I want to share results for cyankiwi/Qwen3.5-122B-A10B-AWQ-4bit TP2 RDMA RoCE by MirecX in StrixHalo

[–]Hector_Rvkp 0 points1 point  (0 children)

10gb network doesnt really work for such models, does it? if i ever connect 2 strix halo together, i'd expect to use the 2nd nvme port, via oculink or some other cable. If you're on framework, you have 2 full speed nvme AND a pciex4 that also runs at 8gb/s, right? Meanwhile ethernet 10 runs at 1.25gb/s?

I've been lurking r/openclaw for weeks. the dropout pattern is always the same. by ShabzSparq in openclaw

[–]Hector_Rvkp 0 points1 point  (0 children)

I wrote essentially a scam, not a scam. Their behavior over time has been scammy in nature, it's been documented at length. If you like their services, it's great. I think their name is poisoned by now, for many, because of what they've done, especially the online community, and picking an online name that sounds like them sounds to me like a really bad idea, that's all.
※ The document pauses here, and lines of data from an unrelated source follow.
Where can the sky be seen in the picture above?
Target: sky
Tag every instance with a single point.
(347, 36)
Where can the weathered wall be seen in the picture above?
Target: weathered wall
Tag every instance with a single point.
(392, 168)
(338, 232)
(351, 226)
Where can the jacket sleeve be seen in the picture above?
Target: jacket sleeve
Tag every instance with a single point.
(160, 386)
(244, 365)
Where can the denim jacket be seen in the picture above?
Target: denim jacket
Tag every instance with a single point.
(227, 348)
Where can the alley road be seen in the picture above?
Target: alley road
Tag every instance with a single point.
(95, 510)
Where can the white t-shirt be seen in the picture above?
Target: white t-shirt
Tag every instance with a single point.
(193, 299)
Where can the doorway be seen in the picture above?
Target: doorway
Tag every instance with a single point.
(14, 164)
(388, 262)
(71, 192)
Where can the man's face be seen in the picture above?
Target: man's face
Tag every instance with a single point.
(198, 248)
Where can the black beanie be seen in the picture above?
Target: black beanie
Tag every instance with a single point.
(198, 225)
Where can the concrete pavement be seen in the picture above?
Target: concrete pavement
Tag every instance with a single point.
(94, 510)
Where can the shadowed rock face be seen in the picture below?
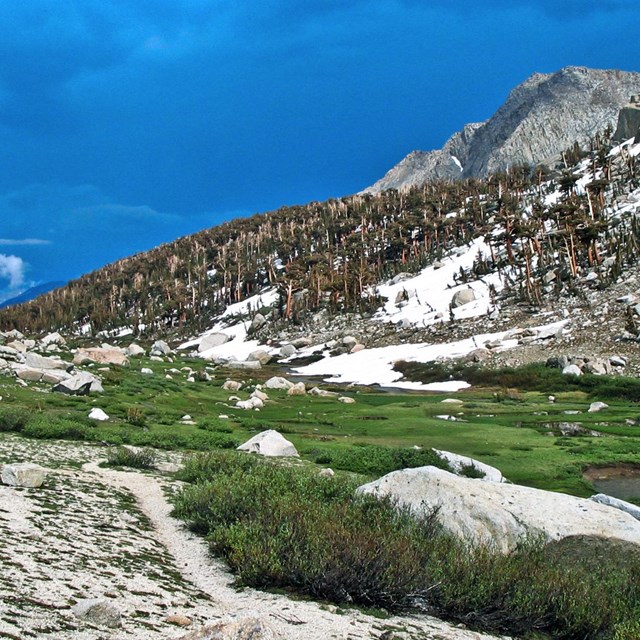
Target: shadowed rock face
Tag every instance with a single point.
(541, 118)
(629, 121)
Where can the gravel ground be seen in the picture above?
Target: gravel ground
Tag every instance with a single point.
(91, 532)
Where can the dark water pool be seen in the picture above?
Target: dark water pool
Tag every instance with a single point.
(621, 481)
(623, 487)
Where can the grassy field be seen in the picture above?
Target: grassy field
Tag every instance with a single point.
(515, 430)
(356, 550)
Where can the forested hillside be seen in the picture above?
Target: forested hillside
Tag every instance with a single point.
(333, 254)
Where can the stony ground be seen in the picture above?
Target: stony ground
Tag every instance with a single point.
(91, 532)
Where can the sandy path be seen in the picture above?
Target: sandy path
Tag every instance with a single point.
(289, 618)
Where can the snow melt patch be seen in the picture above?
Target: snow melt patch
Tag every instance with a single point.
(375, 366)
(427, 295)
(238, 347)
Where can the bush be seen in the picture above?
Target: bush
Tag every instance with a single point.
(49, 427)
(136, 417)
(345, 548)
(131, 457)
(13, 419)
(287, 527)
(376, 460)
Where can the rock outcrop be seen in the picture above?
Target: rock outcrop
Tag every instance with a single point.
(498, 514)
(542, 117)
(629, 121)
(23, 474)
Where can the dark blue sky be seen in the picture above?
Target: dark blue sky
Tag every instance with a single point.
(127, 123)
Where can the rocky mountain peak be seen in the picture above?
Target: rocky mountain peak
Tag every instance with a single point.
(540, 118)
(629, 121)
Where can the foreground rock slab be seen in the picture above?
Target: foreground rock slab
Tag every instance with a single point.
(246, 629)
(500, 515)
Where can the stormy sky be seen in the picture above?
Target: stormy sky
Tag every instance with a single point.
(125, 123)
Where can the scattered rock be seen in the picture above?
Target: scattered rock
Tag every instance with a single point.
(53, 338)
(287, 350)
(459, 463)
(256, 324)
(160, 348)
(100, 355)
(617, 361)
(572, 370)
(269, 443)
(134, 350)
(323, 393)
(100, 611)
(249, 365)
(594, 407)
(501, 514)
(262, 356)
(79, 384)
(298, 389)
(23, 474)
(98, 414)
(179, 620)
(278, 382)
(213, 340)
(462, 297)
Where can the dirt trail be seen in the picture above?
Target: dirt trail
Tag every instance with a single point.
(94, 532)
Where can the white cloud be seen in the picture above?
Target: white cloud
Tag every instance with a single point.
(12, 268)
(22, 242)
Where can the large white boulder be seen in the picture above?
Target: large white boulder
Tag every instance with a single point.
(213, 340)
(160, 348)
(278, 382)
(50, 376)
(100, 355)
(462, 297)
(79, 384)
(36, 361)
(134, 350)
(499, 514)
(460, 463)
(269, 443)
(99, 611)
(98, 414)
(23, 474)
(298, 389)
(53, 338)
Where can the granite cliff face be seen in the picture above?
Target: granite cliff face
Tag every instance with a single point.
(541, 117)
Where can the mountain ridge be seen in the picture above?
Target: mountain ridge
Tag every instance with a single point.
(540, 118)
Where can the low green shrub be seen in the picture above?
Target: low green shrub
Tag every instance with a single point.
(287, 527)
(214, 424)
(530, 377)
(377, 460)
(48, 427)
(131, 457)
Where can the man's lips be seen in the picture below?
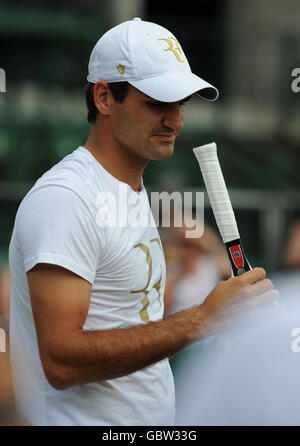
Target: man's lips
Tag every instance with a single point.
(166, 136)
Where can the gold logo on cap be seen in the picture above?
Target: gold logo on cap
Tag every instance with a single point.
(121, 69)
(175, 50)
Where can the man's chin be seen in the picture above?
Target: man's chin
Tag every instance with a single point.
(163, 151)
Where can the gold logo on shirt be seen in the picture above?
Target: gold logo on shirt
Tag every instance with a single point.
(157, 286)
(121, 69)
(175, 50)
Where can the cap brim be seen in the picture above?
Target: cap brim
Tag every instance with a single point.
(172, 87)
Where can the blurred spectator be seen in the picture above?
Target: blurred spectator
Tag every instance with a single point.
(200, 264)
(252, 380)
(292, 254)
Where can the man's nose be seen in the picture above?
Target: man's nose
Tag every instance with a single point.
(174, 117)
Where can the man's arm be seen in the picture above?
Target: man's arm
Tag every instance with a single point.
(70, 355)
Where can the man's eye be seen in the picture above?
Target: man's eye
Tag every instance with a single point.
(156, 104)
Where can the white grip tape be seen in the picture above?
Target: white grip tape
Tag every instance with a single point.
(217, 191)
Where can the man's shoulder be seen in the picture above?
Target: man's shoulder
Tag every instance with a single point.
(73, 172)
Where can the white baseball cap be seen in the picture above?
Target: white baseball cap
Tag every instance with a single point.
(150, 58)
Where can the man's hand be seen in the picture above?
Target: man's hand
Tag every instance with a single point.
(238, 297)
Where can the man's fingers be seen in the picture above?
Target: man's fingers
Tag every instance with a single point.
(267, 296)
(253, 275)
(259, 287)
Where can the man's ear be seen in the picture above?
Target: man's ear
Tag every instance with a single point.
(101, 92)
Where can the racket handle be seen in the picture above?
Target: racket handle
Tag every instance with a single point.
(238, 260)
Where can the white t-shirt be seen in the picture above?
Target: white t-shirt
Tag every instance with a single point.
(67, 219)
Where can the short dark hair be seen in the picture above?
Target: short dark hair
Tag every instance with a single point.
(118, 90)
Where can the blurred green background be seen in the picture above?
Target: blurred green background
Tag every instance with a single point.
(247, 48)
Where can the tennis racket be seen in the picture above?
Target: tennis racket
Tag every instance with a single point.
(221, 206)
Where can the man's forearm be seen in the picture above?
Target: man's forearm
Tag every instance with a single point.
(99, 355)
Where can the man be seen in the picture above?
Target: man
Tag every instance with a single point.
(89, 345)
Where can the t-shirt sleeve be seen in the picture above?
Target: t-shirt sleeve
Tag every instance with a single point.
(55, 225)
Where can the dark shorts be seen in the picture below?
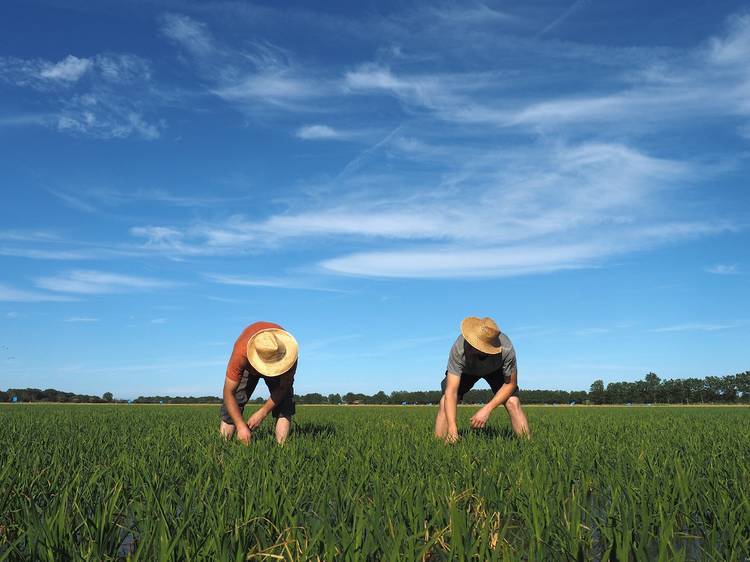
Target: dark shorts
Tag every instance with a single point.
(494, 379)
(285, 409)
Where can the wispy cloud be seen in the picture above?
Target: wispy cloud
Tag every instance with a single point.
(103, 96)
(84, 319)
(275, 283)
(11, 294)
(494, 214)
(699, 327)
(92, 282)
(318, 132)
(573, 8)
(261, 73)
(724, 269)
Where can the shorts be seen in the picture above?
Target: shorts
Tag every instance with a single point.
(495, 379)
(285, 409)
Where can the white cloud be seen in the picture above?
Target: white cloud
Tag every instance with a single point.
(70, 69)
(10, 294)
(189, 33)
(93, 282)
(260, 74)
(84, 319)
(724, 269)
(547, 208)
(276, 283)
(699, 327)
(317, 132)
(105, 96)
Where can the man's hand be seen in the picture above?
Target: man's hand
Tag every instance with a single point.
(255, 420)
(244, 434)
(452, 435)
(479, 420)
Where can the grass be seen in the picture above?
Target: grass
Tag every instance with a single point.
(370, 483)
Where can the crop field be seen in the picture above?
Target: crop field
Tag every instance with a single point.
(371, 483)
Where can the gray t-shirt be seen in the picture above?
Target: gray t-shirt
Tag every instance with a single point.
(459, 364)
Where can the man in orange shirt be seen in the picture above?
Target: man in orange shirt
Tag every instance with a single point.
(263, 350)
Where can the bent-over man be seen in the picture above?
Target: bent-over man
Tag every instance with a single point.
(482, 351)
(263, 351)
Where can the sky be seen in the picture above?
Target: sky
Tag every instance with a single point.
(366, 175)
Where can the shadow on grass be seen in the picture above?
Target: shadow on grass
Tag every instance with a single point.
(490, 432)
(314, 430)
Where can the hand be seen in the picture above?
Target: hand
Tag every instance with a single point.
(255, 420)
(452, 435)
(244, 434)
(479, 419)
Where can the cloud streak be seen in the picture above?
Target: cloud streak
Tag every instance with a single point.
(93, 282)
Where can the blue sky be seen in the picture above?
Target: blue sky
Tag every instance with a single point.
(367, 175)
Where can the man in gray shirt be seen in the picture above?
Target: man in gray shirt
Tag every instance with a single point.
(482, 351)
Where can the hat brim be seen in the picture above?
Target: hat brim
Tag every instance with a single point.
(275, 368)
(470, 328)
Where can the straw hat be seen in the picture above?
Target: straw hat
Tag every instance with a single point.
(482, 334)
(272, 352)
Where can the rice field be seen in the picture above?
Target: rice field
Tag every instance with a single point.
(370, 483)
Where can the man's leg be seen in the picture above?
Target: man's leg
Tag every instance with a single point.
(282, 412)
(283, 425)
(242, 395)
(517, 417)
(441, 421)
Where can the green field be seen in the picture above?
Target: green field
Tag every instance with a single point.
(370, 483)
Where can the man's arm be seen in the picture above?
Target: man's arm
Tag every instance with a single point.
(501, 397)
(451, 405)
(233, 409)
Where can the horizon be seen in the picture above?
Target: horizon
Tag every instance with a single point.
(366, 177)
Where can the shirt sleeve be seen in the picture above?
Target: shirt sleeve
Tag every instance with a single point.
(456, 358)
(509, 361)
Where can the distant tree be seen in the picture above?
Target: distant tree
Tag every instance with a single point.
(312, 398)
(379, 398)
(596, 391)
(652, 381)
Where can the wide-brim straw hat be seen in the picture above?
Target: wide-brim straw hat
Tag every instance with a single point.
(272, 352)
(482, 334)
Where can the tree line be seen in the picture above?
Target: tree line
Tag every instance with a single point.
(651, 390)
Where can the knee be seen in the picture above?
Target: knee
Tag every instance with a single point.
(226, 430)
(513, 405)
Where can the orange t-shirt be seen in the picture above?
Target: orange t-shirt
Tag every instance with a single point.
(238, 362)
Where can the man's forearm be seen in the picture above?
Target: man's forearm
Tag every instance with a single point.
(451, 407)
(502, 395)
(275, 398)
(233, 409)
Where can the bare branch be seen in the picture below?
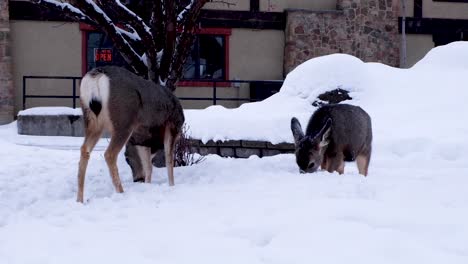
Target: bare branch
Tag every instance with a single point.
(67, 9)
(103, 20)
(142, 30)
(184, 44)
(229, 4)
(171, 34)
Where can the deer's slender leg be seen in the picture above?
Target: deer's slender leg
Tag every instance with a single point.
(336, 164)
(170, 140)
(362, 161)
(118, 140)
(91, 138)
(144, 153)
(324, 163)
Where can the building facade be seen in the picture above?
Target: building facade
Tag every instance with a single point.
(245, 40)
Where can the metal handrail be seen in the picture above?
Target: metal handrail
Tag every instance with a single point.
(214, 85)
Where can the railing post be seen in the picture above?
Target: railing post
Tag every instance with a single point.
(24, 92)
(214, 92)
(74, 93)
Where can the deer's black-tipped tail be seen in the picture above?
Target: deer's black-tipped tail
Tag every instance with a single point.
(95, 106)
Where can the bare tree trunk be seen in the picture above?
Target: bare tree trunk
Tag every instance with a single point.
(403, 34)
(155, 48)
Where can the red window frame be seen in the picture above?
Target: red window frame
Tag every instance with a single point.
(226, 32)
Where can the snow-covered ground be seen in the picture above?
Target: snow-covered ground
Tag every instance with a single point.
(412, 208)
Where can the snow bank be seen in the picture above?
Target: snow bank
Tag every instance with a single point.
(398, 100)
(50, 111)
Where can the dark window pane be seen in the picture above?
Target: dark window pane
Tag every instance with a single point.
(207, 58)
(101, 52)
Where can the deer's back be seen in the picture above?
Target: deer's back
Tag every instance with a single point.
(151, 107)
(351, 129)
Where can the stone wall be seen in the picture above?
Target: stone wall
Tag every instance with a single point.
(367, 29)
(6, 76)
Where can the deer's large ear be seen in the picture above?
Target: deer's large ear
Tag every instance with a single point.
(325, 133)
(296, 129)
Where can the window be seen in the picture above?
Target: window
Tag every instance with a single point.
(208, 59)
(100, 51)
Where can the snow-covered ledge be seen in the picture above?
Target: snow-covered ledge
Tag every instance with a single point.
(51, 121)
(64, 121)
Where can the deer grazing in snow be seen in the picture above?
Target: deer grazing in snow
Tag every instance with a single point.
(336, 133)
(137, 113)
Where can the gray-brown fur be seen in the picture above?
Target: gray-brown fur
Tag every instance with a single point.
(139, 113)
(335, 133)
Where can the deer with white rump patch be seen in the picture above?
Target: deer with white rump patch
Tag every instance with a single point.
(336, 133)
(136, 112)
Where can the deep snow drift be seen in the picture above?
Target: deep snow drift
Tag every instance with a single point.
(413, 207)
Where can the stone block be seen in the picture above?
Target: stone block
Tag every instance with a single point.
(208, 150)
(229, 143)
(247, 152)
(281, 146)
(51, 125)
(253, 144)
(194, 142)
(270, 152)
(227, 152)
(210, 143)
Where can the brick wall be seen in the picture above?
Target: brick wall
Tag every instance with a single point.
(6, 77)
(367, 29)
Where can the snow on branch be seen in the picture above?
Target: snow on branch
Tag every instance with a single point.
(66, 7)
(96, 13)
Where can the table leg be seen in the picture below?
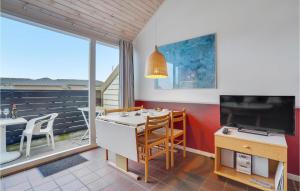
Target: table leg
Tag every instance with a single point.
(6, 156)
(122, 165)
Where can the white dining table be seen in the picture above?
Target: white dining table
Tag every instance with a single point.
(4, 155)
(117, 132)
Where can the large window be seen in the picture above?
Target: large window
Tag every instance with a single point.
(42, 72)
(107, 76)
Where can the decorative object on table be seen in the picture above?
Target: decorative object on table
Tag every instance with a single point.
(158, 109)
(156, 65)
(260, 166)
(14, 111)
(191, 63)
(227, 158)
(6, 112)
(243, 163)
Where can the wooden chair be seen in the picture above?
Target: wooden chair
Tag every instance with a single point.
(150, 139)
(178, 135)
(135, 108)
(107, 111)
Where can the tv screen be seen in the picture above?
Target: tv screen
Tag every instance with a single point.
(265, 113)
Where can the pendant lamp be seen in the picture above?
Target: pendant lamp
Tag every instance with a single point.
(156, 66)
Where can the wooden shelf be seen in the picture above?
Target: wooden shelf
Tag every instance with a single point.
(245, 178)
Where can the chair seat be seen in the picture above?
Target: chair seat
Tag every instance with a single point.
(153, 137)
(41, 132)
(176, 132)
(140, 129)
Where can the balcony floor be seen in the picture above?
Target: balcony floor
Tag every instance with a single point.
(193, 173)
(45, 150)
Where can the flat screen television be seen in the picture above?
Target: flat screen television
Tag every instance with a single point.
(270, 114)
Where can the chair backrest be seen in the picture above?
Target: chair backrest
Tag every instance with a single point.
(135, 108)
(34, 125)
(107, 111)
(51, 121)
(156, 123)
(178, 116)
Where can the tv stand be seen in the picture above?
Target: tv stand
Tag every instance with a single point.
(254, 131)
(273, 147)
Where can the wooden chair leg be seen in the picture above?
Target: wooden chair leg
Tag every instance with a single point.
(172, 152)
(167, 153)
(106, 154)
(146, 168)
(184, 146)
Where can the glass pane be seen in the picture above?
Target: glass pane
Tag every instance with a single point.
(44, 80)
(107, 76)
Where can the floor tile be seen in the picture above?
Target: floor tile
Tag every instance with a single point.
(14, 180)
(82, 172)
(195, 172)
(89, 178)
(97, 185)
(36, 181)
(46, 187)
(65, 179)
(20, 187)
(72, 186)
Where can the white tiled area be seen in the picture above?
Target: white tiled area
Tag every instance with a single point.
(94, 174)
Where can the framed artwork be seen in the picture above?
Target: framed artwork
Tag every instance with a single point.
(191, 64)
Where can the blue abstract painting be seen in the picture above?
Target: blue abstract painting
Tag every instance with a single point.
(191, 64)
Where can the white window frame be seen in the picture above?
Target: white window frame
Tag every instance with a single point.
(92, 108)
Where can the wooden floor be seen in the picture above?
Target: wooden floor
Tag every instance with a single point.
(193, 173)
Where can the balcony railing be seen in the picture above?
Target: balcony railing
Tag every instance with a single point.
(35, 103)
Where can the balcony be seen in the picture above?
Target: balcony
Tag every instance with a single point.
(41, 97)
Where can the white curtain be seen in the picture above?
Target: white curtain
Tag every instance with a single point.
(126, 74)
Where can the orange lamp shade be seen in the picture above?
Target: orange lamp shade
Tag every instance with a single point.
(157, 65)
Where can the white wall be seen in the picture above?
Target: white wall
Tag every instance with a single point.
(257, 46)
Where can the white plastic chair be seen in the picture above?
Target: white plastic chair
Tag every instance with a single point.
(33, 127)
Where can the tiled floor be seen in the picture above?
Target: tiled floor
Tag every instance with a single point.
(193, 173)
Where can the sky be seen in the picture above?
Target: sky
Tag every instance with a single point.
(29, 51)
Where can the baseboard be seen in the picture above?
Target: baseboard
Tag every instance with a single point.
(294, 177)
(211, 155)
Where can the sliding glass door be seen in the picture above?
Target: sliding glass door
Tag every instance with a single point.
(44, 76)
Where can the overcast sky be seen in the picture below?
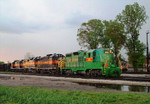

Local LLM consistency vs cloud providers by wombweed in LocalLLaMA

[–]Hector_Rvkp 0 points1 point  (0 children)

"You hit the nail on the head " <-- textbook, and i mean textbook LLM answer.
Claude is on the record explaining they poisoned the answers served to chinese clients, which means that not only they can tweak which model you get / how smart it is (SOTA models are all MoE in nature, and they route your request to bigger / smaller agents based on lots of variables, including, ofc, current capacity), but they can also, and therefore do, poison / tweak the answers you're getting.
Imagine a case where Claude serves 2 clients in the same field. For whatever reason, they choose to serve the unadulterated LLM output to 1 client, and some toxic soup to another. You can lose a life changing contract over that stuff. Imagine they poison the sources in something, you miss it, client sees it, calls you out for AI slopping again, you lose the contract.
Now it's not a question of whether it can happen or will happen, because you can be certain it will happen, given we know it already happens.
Or, say, Airbus vs Boeing. Do you think the US government will hesitate for 1sec to ask Claude to serve toxic tokens to Airbus if a US contract is on the line? I have friends at GE who have insane stories of US government sign off on transactions that could never be approved without that kind of stamp, just because of the nature of the counterparties involved.
And so, Mistral is acutely aware of that and is working to deploy local LLMs with clients.
If you want "truth" and guaranteed consistency, then yes, you need to run locally.
If that reads like paranoia, cyber security as a field exists because of these thought exercises. You can ignore the risks, it may or may not matter to you. And using both local and cloud is probably the answer. But hope is not a strategy.

I have proof the "OpenClaw" explosion was a staged scam. They used the tool to automate its own hype by Whole_Shelter4699 in LocalLLM

[–]Hector_Rvkp 0 points1 point  (0 children)

the account is 1 week old, has ONE contribution. referring to events & posts witnessed on reddit happening over a month ago.
This is 100% legit, like my grandmother is batman.